A partir de agora, parte dos pacientes do Hospital de Clínicas (HC) da Universidade Federal do Paraná (UFPR) portadores de lesões do aparelho digestivo poderão ser tratados com auxílio do plasma de argônio, inaugurado ontem, em Curitiba. O equipamento, de fabricação nacional, é um dos primeiros no Paraná e o único existente em hospital público no Estado.

Adquirido com recursos provenientes de doações de laboratórios, o plasma gerou um custo de cerca de R$ 55 mil ao HC e, nos próximos três meses, deve beneficiar entre 45 e 60 pacientes. No futuro, a expectativa é de que a demanda passe a ser superior.

Segundo o chefe do Serviço de Endoscopia Digestiva do HC, Sérgio Bizinelli, o equipamento é acoplado ao sistema de videoendoscopia, que identifica lesões digestivas pré-cancerosas como esôfago de barret, dilatações venosas do cólon, hemorragias altas e baixas, entre outras. “O plasma promove queimadura térmica das lesões, curando-as.
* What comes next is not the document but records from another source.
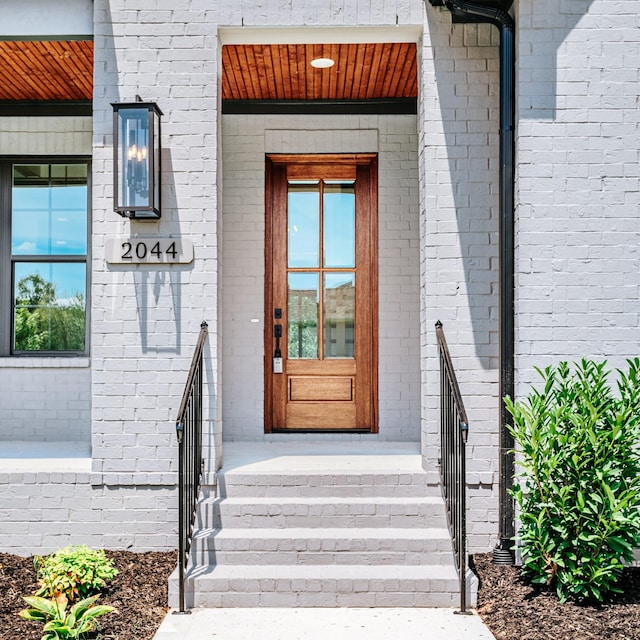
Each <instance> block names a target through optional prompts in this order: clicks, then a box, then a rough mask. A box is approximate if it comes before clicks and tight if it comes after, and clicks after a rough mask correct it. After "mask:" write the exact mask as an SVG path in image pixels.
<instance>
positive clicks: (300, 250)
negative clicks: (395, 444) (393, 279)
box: [265, 154, 378, 432]
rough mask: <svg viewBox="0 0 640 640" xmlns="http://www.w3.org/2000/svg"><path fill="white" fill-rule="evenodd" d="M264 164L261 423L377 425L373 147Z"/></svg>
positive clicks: (374, 207) (373, 159) (375, 264)
mask: <svg viewBox="0 0 640 640" xmlns="http://www.w3.org/2000/svg"><path fill="white" fill-rule="evenodd" d="M266 168H267V172H266V175H267V182H266V187H267V189H266V236H265V241H266V244H265V259H266V265H265V266H266V268H265V288H266V291H265V303H266V310H265V318H266V322H265V428H266V430H267V431H273V430H345V429H346V430H358V431H372V432H376V431H377V298H378V296H377V173H376V172H377V163H376V156H375V155H374V154H363V155H348V156H347V155H331V156H290V155H286V156H282V155H270V156H268V158H267V167H266Z"/></svg>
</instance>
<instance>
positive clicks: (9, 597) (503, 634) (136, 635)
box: [0, 551, 640, 640]
mask: <svg viewBox="0 0 640 640" xmlns="http://www.w3.org/2000/svg"><path fill="white" fill-rule="evenodd" d="M107 555H108V556H109V557H110V558H111V559H112V560H113V561H114V563H115V565H116V567H117V568H118V570H119V571H120V573H119V574H118V575H117V576H116V578H115V579H114V580H113V581H112V582H111V584H110V585H109V587H108V588H107V589H105V591H104V592H103V596H102V598H101V599H100V602H102V603H104V604H110V605H112V606H114V607H116V609H117V613H110V614H108V615H106V616H104V617H102V618H100V619H99V621H100V622H101V625H102V629H101V630H100V631H99V632H97V633H95V634H93V637H94V638H95V639H96V640H151V639H152V638H153V636H154V634H155V632H156V630H157V628H158V626H159V625H160V623H161V622H162V620H163V618H164V616H165V614H166V612H167V580H168V577H169V575H170V574H171V572H172V571H173V568H174V567H175V564H176V554H175V552H168V553H157V552H150V553H132V552H130V551H107ZM472 568H473V569H474V570H475V571H476V573H477V574H478V576H479V579H480V588H479V592H478V613H479V614H480V616H481V617H482V619H483V620H484V622H485V623H486V624H487V626H488V627H489V628H490V629H491V631H492V633H493V634H494V636H495V637H496V638H497V640H546V639H549V640H596V639H597V640H640V568H629V569H627V570H626V571H625V574H624V576H623V580H622V584H621V586H622V588H623V589H624V593H623V594H621V595H618V596H614V597H613V598H611V599H610V600H609V601H608V602H606V603H604V604H603V605H601V606H590V605H579V604H575V603H571V602H569V603H565V604H560V603H559V602H558V600H557V598H556V597H555V595H554V594H553V593H552V592H550V591H549V590H546V589H541V588H537V587H532V586H531V585H528V584H526V583H525V582H524V581H523V580H522V579H521V578H520V575H519V570H518V568H517V567H508V566H501V565H496V564H493V563H492V562H491V554H490V553H484V554H478V555H475V556H473V559H472ZM35 590H36V576H35V571H34V569H33V559H32V558H21V557H19V556H14V555H10V554H6V553H0V593H1V594H2V598H1V599H0V640H40V637H41V635H42V625H39V624H37V623H34V622H28V621H26V620H22V618H19V617H18V616H17V615H16V614H17V612H18V611H19V610H20V609H22V608H24V606H25V603H24V601H23V600H22V596H24V595H30V594H32V593H33V592H34V591H35Z"/></svg>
As sessões com o equipamento duram entre dez minutos e meia hora. O número de sessões depende do tipo de lesão e de sua extensão”, explica Sérgio. “O equipamento é mais uma técnica de ponta que vem auxiliar no tratamento gastrointestinal.”

O médico esclarece que o tratamento por meio do equipamento pode ser feito tanto em adultos quanto em crianças. Dependendo da patologia, pode inclusive evitar que o paciente tenha que ser submetido à cirurgia. “Como o HC é o primeiro hospital público a utilizar o plasma, vamos realizar estudo protocolado de todos os pacientes. Isso significa que vamos fazer protocolos dos casos de todas as pessoas atendidas para, no futuro, podermos repassar nossos conhecimentos a outras entidades e profissionais que ainda não trabalhem com o equipamento”, finaliza.